Dois senadores do Rio também se manifestaram ontem contrários à troca do IGP-DI pela Selic como indexador. "A Selic é um instrumento de política monetária e ela poderá voltar a subir no futuro, se o Banco Central decidir que é necessário para controlar a inflação", argumentou o senador Lindbergh Farias (PT-RJ). "Não faz sentido, portanto, utilizá-la como indexador, pois o próprio governo está tentando reduzir o estoque de seus títulos remunerados por essa taxa." Ele defende que o custo financeiro das dívidas seja dado pela Taxa de Juros de Longo Prazo (TJLP).

Para o senador Francisco Dornelles (PP-RJ), ex-ministro da Fazenda, o uso da Selic como indexador dos contratos é completamente inadequado. "Não se pode admitir que a dívida dos Estados seja balizada por uma taxa que é fixada pelo próprio credor", afirmou, numa referência ao fato de que é o Banco Central que defini a Selic. Ele acha que não se deve mais utilizar um índice para corrigir monetariamente as dívidas. "Precisamos acabar com a indexação da economia", defendeu.

Dornelles apresentou ontem um projeto de lei complementar autorizando a União a fazer uma nova renegociação dos débitos estaduais. De acordo com o projeto, o estoque da dívida de cada Estado existente até o momento da assinatura do atual contrato com a União seria corrigido pelo IPCA mais juros de 6% a 9% ao ano até o momento da aprovação da nova lei. A partir de então, os Estados passariam a pagar juro fixo de 3% ao ano sobre o estoque dos débitos, sem uso de índice para correção monetária.

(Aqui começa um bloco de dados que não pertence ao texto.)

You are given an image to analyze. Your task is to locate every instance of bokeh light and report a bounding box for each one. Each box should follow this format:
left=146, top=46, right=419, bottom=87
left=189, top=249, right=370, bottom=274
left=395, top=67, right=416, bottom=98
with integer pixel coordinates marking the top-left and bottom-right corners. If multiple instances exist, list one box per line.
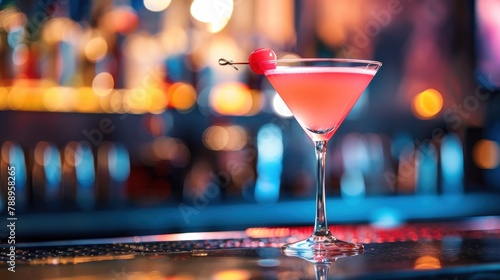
left=84, top=36, right=108, bottom=62
left=203, top=125, right=248, bottom=151
left=92, top=72, right=115, bottom=96
left=414, top=256, right=441, bottom=269
left=167, top=83, right=196, bottom=111
left=191, top=0, right=234, bottom=33
left=210, top=83, right=252, bottom=116
left=412, top=89, right=443, bottom=120
left=472, top=139, right=500, bottom=169
left=144, top=0, right=172, bottom=12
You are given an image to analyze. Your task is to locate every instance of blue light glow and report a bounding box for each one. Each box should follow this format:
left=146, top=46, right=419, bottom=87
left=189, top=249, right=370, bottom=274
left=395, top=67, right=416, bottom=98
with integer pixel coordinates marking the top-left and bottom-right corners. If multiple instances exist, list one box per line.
left=43, top=145, right=62, bottom=201
left=255, top=124, right=283, bottom=203
left=108, top=144, right=130, bottom=182
left=415, top=143, right=438, bottom=194
left=441, top=134, right=464, bottom=194
left=340, top=169, right=366, bottom=198
left=75, top=144, right=95, bottom=210
left=9, top=144, right=28, bottom=210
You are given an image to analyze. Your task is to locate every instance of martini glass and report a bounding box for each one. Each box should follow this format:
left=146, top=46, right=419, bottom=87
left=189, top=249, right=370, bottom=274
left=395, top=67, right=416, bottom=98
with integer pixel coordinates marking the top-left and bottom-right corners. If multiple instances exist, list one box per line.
left=260, top=58, right=382, bottom=263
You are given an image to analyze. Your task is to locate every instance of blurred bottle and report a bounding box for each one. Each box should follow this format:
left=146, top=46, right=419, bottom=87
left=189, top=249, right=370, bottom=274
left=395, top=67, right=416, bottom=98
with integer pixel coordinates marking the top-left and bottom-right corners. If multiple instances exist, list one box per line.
left=96, top=142, right=130, bottom=207
left=441, top=134, right=464, bottom=195
left=31, top=141, right=62, bottom=209
left=415, top=142, right=438, bottom=195
left=0, top=142, right=30, bottom=212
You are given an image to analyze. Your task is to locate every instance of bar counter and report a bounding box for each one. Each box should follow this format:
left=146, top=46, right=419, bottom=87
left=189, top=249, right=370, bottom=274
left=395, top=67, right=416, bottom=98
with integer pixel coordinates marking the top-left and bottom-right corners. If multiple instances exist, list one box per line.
left=0, top=216, right=500, bottom=280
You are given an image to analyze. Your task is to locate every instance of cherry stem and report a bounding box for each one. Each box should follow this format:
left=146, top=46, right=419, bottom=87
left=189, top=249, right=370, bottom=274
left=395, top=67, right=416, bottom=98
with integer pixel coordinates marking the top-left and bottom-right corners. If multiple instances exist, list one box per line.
left=219, top=58, right=248, bottom=70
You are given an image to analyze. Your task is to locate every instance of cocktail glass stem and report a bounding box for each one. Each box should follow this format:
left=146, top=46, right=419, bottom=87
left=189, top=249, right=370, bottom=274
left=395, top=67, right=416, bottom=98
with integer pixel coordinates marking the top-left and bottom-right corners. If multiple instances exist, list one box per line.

O senador carioca disse que essa correção retroativa das dívidas, prevista em seu projeto, não afetará o cálculo da dívida líquida do setor público, que hoje é um dos principais indicadores da saúde financeira do governo brasileiro. Segundo Dornelles, a correção retroativa afetará os débitos dos Estados e, por conseguinte, os créditos da União, na mesma proporção. "Ela será, portanto, neutra no que se refere à dívida líquida", explicou.

Na conversa com os senadores e deputados de seus Estados, os governadores estão deixando claro também que desejam uma redução dos pagamentos dos juros que são obrigados a fazer mensalmente por conta das dívidas renegociadas e não apenas uma mudança do indexador. Atualmente, os Estados pagam de 11,5% a 15% de suas receitas líquidas reais por mês. Um projeto de autoria de Lindbergh Faria reduz o comprometimento atual da receita em dois pontos percentuais, o que, na opinião dele, abriria espaço para mais investimentos dos Estados.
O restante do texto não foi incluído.